The Financial Sector Conduct Authority (FSCA) this week gazetted crypto assets as financial products, ushering in a new era of regulatory controls in the sector, which will enhance transparency.

Providers of financial services related to crypto assets are now required to apply for the relevant licence between 1 June and 30 November 2023.

The move came after years of a wait and see approach by authorities, as they were hesitant to regulate the crypto-currency industry.

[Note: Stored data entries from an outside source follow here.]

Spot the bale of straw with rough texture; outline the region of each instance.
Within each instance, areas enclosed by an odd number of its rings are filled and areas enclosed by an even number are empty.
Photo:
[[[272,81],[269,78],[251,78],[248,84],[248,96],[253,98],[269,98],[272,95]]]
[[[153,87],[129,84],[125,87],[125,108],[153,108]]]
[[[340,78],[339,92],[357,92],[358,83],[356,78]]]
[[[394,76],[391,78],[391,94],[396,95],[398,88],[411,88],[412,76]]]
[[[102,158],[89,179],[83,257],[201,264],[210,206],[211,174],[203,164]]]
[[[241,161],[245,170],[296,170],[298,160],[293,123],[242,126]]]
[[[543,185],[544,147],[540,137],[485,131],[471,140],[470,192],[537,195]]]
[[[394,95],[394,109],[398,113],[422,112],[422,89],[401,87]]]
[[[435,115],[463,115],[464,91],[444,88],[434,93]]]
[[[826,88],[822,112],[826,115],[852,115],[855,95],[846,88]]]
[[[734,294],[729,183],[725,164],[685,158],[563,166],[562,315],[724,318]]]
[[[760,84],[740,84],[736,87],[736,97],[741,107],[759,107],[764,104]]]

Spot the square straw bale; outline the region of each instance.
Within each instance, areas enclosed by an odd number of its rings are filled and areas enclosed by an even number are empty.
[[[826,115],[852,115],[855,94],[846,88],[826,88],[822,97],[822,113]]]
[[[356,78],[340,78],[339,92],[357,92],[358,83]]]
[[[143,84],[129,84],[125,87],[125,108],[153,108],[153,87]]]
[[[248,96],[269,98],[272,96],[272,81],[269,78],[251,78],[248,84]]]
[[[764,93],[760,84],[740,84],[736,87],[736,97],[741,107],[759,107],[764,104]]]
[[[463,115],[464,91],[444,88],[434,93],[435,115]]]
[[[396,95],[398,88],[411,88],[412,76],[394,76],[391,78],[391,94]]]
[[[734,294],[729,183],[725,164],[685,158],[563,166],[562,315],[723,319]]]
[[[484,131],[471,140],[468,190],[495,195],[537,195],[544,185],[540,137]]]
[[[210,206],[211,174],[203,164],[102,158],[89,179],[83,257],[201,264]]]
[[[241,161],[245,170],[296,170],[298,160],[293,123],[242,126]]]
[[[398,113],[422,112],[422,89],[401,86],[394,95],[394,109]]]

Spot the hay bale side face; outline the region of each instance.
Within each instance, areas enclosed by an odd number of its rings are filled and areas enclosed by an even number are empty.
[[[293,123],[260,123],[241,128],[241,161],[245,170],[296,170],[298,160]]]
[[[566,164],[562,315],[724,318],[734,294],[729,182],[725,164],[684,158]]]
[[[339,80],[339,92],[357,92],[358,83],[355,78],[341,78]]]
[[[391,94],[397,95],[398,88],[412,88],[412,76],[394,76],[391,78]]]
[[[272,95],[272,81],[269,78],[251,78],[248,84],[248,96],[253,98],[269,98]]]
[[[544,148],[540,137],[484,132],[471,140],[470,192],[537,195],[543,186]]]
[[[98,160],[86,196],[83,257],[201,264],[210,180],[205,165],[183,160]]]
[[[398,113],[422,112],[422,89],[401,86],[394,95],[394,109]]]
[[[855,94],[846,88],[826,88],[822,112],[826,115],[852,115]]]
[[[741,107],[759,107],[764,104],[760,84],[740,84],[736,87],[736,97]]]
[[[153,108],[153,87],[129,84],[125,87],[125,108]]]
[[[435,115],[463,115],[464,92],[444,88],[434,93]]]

This position was recently re-examined by the South African Reserve Bank and it is now working to introduce a regulatory framework to govern crypto transactions.

The FSCA’s announcement on Wednesday is being seen as the first step in the regulatory direction, and crypto players are pleased with the development.

Crypto service providers say this will now allow financial advisors to formally advise their clients on crypto investments.

Until now, financial advisors could not provide advice on unregulated investment opportunities.

Classification of crypto as a financial product, which was anticipated following the publication of the Intergovernmental Fintech Working Group initial position paper, will help provide regulatory clarity to both investors and crypto asset service providers,” says Marius Reitz, Luno’s GM for Africa.

“The licensing requirements that will flow from this classification will drive high standards in the industry, particularly in relation to consumer protection, with potential investors easily able to identify those providers that satisfy regulatory requirements.

“Luno is delighted to see the development of the regulatory framework in South Africa progressing, and we look forward to further progress in the near future.”

Pragmatic move

David Porter, general manager at AltCoinTrader, says the move by the FSCA is a very positive step in the right direction as it provides long-awaited regulatory clarity.

“At least directionally we understand the regulator’s intentions; however, we await further clarity on the specific requirements and obligations relating to the impending licensing regime across the full spectrum of crypto asset service providers.”

Porter tells ITWeb that when considering how this may affect the crypto markets going forward, there are two key outcomes AltCoinTrader expects as the regulatory framework develops.

“The first is a reduction of bad-actors operating in the crypto industry, who we hope will get filtered out by a thorough licensing process. This will ultimately protect investors by giving them an easy way of distinguishing between legitimate crypto firms and those that aren’t. Financial authorities will also now have the legal backing to charge nefarious actors where necessary.

“Secondly, it has always been our view that regulatory clarity will assist in bringing crypto into the mainstream. With the declaration of crypto as a financial product, institutional and corporate investors will become more comfortable to ‘dip their toes’ into this nascent asset class and as an organisation we are committed to educate and serve this sector as they embark down this new road.”

Further, Porter says historically the average financial advisor has been fairly dismissive of crypto assets in favour of more traditional asset classes.

“We are already starting to witness some of the more progressive financial advisors taking notice of the asset class and ‘studying up’ on crypto in order to answer the inevitable questions from their clientele.”

However, Porter cautions that licensing requirements should not only favour the larger players, but also provide the scope for the smaller firms to operate and innovate in a responsible way.

“The Crypto Asset Association of South Africa has some members who are no bigger than a single employee, but who are innovating and solving some of the financial system’s most obvious shortcomings and have a lot of scope for growth. We hope they get the opportunity to do so under the new licensing regime.”

For Wiehann Olivier, partner and digital asset lead at Mazars in South Africa, now that the crypto assets class is a regulated financial product, investors must educate themselves to understand the technology and its associated risks.

“This will allow them to mitigate their risk while reaping the potential rewards that this revolutionary technology has to offer, putting them a step ahead of their peers.”